Lee et al. [33] compared the results of anterior temporal lobe resection versus transsylvian lesionectomy alone in children. The percentage of GTR in selective procedures was 70%, while after anterior temporal lobe resection, GTR was achieved in more than 95% of cases. Satisfactory results (Engel I) were reported in more than 90% of cases in both groups. Poor seizure outcome was seen after STR, and this was true for both groups. Similar observations have been found in other studies [30, 36].
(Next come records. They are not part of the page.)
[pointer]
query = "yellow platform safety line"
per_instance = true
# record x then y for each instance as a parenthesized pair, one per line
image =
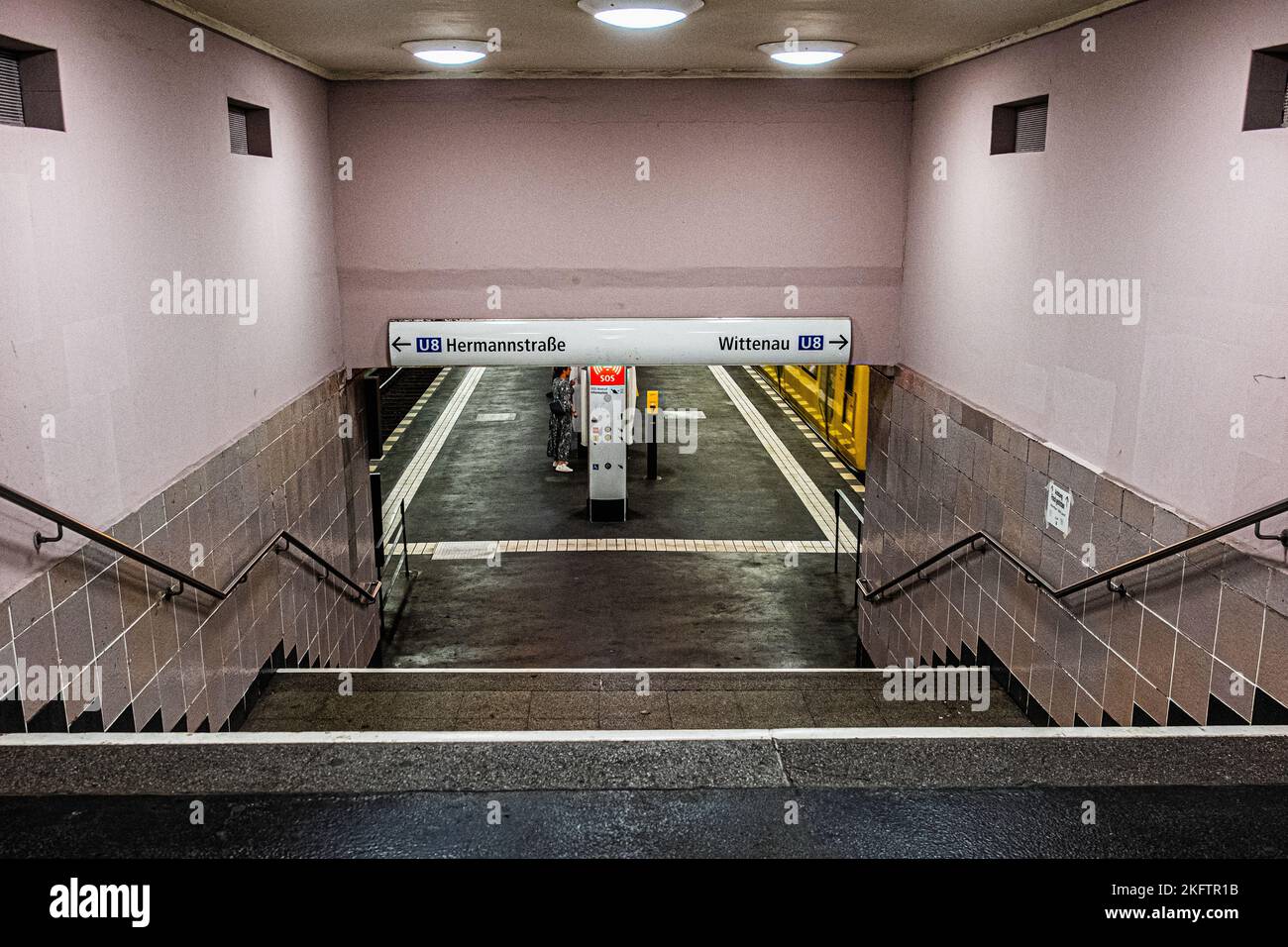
(406, 421)
(845, 442)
Clusmann et al. [2], over a mean follow-up period of 38 months, compared outcomes after temporal lobe resection versus transsylvian approach for selective amygdalohippocampectomy. The first method was chosen more often for cortical dysplasia. The authors saw satisfactory results (Engel I and II) in both groups (79% vs. 83.4%). However, not all authors express a similar opinion. Joma et al. [37] reported that lesionectomy-only resulted in a worse seizure outcome compared to extended lesionectomy. Uliel-Sibony et al. [17] compared the results of surgical treatment of TLE with lesionectomy-–only versus lesionectomy with hippocampectomy. Interestingly, satisfactory results (Engel class I) were more often achieved after selective procedures (93% vs. 58%). However, no explanation was given, and perhaps the difference could be due to the duration of the epilepsy, the location of the tumour, or the coexistence of different pathologies. In another study, a good outcome was achieved in 74% of patients after selective procedures vs. 94% after temporal lobe resection [38]. None of above studies were prospective.
Conclusions
The MTG approach to MTL tumours is an effective procedure for treating epilepsy in children, with very good outcomes. It offers the possibility of GTR without removing the lateral structures of the temporal lobe, and while having a minimal risk of permanent neurological deficit. GTR is associated with seizure-free survival in most patients. Treatment results of tumour-related epilepsy via the MTG approach are comparable to data from the literature on the transsylvian approach and temporal lobe resection. Thus the MTG approach should be considered in selected MTL tumours.